INTERVIEW: Practice versus theory

Real estate has become an institutional asset class, however for ING Clarion’s head of research David Lynn more analysis and ‘rigour’ is needed when thinking about property investments. Lynn shares his thoughts about real estate, portfolio theory and where the next best opportunities could be.

The US real estate market has been turned on its head over the past year. And so have the theories that support investments in the industry.

Gone are the days when almost anybody could invest a small amount of equity and make healthy returns. Instead, according to ING Clarion’s research chief, David Lynn, there is a much greater need for rigourous analysis – and indeed thought – when deciding where and what to invest in.

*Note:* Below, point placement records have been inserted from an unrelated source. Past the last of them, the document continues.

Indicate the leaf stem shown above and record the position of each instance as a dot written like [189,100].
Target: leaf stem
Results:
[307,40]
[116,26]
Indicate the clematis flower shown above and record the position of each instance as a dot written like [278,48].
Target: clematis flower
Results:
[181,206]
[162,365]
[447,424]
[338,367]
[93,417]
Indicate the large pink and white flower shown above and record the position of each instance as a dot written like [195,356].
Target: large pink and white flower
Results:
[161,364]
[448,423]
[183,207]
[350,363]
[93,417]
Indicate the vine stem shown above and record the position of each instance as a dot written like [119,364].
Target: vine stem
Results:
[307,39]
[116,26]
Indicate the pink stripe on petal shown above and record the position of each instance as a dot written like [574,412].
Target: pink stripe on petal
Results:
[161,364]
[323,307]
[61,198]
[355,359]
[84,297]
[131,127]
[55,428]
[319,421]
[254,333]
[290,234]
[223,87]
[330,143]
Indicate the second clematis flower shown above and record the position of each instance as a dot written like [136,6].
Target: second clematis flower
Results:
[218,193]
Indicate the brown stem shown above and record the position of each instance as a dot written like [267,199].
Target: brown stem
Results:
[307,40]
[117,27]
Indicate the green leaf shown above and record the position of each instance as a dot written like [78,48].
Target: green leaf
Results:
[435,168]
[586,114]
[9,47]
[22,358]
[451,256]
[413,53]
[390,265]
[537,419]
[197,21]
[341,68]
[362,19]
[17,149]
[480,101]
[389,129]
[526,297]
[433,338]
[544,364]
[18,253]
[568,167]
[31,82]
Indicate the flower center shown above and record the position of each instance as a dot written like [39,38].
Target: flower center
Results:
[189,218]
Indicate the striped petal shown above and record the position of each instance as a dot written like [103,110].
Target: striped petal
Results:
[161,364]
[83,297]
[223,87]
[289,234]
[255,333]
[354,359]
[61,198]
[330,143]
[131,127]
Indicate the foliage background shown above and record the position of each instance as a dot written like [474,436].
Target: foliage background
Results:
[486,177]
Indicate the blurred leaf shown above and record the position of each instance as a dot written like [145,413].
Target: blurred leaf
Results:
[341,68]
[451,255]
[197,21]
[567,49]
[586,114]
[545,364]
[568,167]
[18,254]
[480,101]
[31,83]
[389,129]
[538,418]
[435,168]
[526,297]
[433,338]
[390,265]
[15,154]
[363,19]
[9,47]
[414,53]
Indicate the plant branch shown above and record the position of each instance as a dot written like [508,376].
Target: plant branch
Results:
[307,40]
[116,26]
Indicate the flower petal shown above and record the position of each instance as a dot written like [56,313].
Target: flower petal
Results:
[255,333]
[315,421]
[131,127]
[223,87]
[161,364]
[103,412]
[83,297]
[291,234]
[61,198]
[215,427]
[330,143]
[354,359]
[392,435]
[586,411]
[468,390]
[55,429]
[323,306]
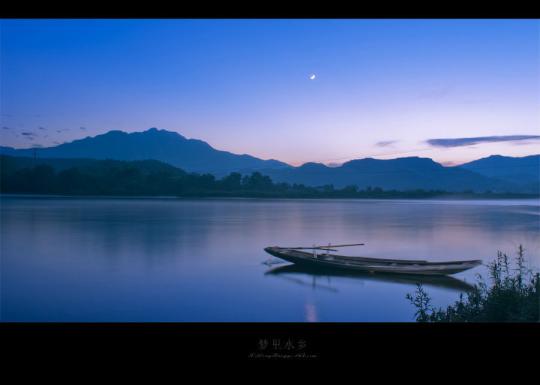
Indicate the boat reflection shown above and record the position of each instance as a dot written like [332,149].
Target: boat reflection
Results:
[288,271]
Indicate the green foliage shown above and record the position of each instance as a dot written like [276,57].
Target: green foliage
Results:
[511,294]
[152,178]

“You can get away with leaping off a cliff only until the market turns,” Lynn, managing director of research and investment strategy, said.

Lynn is set to publish a book in August looking into real estate portfolio theory and how it can be used in assessing the US property markets. Comprised of internal research papers from Lynn and his 12-strong team at ING, the book provides some insight into the New York-based real estate firm’s own analysis and methodology in assessing real estate opportunities. Many of the papers were presented to ING investment committees and used to support fund and asset decisions. The papers cover topics including forecasting, bid-ask spreads, capital markets, and opportunities such as residential land, hotels and senior living.

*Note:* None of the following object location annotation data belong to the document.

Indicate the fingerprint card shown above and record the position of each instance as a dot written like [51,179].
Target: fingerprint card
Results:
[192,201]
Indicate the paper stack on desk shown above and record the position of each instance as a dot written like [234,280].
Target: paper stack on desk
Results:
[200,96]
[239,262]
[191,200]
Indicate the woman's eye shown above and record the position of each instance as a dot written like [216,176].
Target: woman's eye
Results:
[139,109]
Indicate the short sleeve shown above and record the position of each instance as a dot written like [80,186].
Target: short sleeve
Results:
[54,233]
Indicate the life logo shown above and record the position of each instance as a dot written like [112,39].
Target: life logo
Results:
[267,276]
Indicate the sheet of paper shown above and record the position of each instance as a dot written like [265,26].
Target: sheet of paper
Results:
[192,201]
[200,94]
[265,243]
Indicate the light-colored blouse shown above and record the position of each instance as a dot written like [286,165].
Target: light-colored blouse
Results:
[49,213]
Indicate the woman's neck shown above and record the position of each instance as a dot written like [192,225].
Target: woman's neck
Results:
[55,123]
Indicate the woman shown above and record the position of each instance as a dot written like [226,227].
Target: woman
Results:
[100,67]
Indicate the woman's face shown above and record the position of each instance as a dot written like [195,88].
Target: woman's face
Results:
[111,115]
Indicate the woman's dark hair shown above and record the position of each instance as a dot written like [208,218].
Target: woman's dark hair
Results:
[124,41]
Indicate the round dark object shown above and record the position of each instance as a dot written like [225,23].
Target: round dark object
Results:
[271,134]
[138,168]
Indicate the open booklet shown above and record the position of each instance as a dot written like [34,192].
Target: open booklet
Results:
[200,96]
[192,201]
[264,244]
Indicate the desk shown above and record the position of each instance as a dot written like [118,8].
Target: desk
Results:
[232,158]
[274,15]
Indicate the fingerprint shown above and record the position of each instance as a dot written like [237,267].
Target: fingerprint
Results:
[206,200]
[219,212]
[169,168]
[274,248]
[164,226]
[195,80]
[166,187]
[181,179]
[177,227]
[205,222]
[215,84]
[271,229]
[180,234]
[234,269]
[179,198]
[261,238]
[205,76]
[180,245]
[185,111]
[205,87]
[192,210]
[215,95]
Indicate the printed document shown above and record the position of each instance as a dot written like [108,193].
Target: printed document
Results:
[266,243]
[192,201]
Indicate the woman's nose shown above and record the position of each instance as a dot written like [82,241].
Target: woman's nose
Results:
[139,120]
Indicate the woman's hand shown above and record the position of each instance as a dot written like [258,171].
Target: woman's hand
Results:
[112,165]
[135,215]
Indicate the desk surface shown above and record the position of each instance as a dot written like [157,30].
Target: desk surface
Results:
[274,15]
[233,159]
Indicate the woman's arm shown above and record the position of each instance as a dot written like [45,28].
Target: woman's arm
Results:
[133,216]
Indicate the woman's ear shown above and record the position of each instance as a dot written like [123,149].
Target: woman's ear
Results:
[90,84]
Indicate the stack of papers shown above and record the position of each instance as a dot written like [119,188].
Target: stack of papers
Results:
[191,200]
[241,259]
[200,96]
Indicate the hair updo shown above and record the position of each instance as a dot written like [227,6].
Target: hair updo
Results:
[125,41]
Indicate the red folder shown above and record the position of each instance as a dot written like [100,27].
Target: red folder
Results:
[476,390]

Here Lynn talks to PERE about the book and the next opportunities he sees for US real estate investors.

Q. What was the thinking behind publishing the book, Active Private Equity Real Estate Strategy?
The general thesis is that we need more analysis and more rigourous thinking in how we invest in real estate as an asset class. Hopefully it bridges the gap between pro forma and general market studies about private equity real estate investing.

Q. Why now?
Lynn: We are now back to a new normal, as it were, where more analysis will be needed. It was extremely difficult to differentiate between strategies over the past few years as you could invest in anything and get a pretty good return purely because of ever-increasing capital flows and appreciation. A lot of people were lulled into a happy stupor with year-after-year of outstanding returns. That’s not the case now.

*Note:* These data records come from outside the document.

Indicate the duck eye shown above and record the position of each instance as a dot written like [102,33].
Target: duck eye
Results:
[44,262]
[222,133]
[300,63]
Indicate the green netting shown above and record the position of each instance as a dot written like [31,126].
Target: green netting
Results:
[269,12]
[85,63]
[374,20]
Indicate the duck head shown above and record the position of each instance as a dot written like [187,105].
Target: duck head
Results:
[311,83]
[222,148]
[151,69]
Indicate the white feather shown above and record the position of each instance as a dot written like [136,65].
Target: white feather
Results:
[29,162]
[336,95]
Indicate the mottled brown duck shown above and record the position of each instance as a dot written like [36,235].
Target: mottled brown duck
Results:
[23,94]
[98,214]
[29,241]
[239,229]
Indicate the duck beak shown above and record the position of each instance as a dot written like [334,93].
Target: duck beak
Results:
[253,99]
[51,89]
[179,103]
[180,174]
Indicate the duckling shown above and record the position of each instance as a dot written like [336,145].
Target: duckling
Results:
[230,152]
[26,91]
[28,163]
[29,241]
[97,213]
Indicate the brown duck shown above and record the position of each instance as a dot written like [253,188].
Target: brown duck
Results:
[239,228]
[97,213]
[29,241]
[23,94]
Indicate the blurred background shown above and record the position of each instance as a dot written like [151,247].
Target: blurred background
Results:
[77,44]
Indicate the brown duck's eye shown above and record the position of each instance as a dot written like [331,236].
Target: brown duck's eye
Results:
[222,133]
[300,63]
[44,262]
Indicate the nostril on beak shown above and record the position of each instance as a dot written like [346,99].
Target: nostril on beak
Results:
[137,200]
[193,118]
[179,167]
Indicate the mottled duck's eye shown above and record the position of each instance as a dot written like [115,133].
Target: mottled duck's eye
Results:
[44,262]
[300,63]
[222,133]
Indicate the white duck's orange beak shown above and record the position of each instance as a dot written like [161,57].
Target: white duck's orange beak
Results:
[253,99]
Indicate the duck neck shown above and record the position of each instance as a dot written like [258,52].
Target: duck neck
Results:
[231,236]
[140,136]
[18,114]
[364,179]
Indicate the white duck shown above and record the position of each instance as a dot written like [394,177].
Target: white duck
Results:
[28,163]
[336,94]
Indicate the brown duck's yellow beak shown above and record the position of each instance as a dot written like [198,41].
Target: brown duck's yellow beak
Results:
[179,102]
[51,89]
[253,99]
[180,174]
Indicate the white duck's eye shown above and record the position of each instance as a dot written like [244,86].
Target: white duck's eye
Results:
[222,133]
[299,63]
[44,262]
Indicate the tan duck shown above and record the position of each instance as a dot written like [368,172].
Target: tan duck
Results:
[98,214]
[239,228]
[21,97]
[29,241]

Q. Can real estate investing really be quantified as a portfolio theory?
Lynn: This is not an either or proposition. At ING we like to do analysis whenever we can and not be so reactive by simply responding to a deal, almost being a deal junkie as it were.

Real estate theory will never take the place of a lot of experience and a lot of mistakes, but there is a place for more analysis and methodology of real estate.

It is already starting to happen and we are increasingly seeing that, however I believe there should be more of it. It should be more widespread. Real estate is an institutional asset class now and more rigour is needed.
It’s about thinking and planning about things before you leap off the top of the cliff.

Q. When do you therefore see US real estate markets recovering?
Lynn: I do think it will be a gradual recovery and that we won’t see a full return until 2012. It will start with the general economy bottoming out, perhaps by the end of this year, and then real estate will start to follow at a slow gradual pace. Key to this though is the return of debt and investor sentiment.

Q. Where do you see some of the best opportunities for real estate investors?
Lynn: Debt will be one in the short-term, particularly AAA CMBS and distressed debt on good property with good underwriting. I do also see selective REITs as being a good investment, again provided its good quality. In terms of sectors, what goes into a recession first is usually the first to adjust so the priority I would look at things is hotels followed by retail, office and then multifamily and industrial.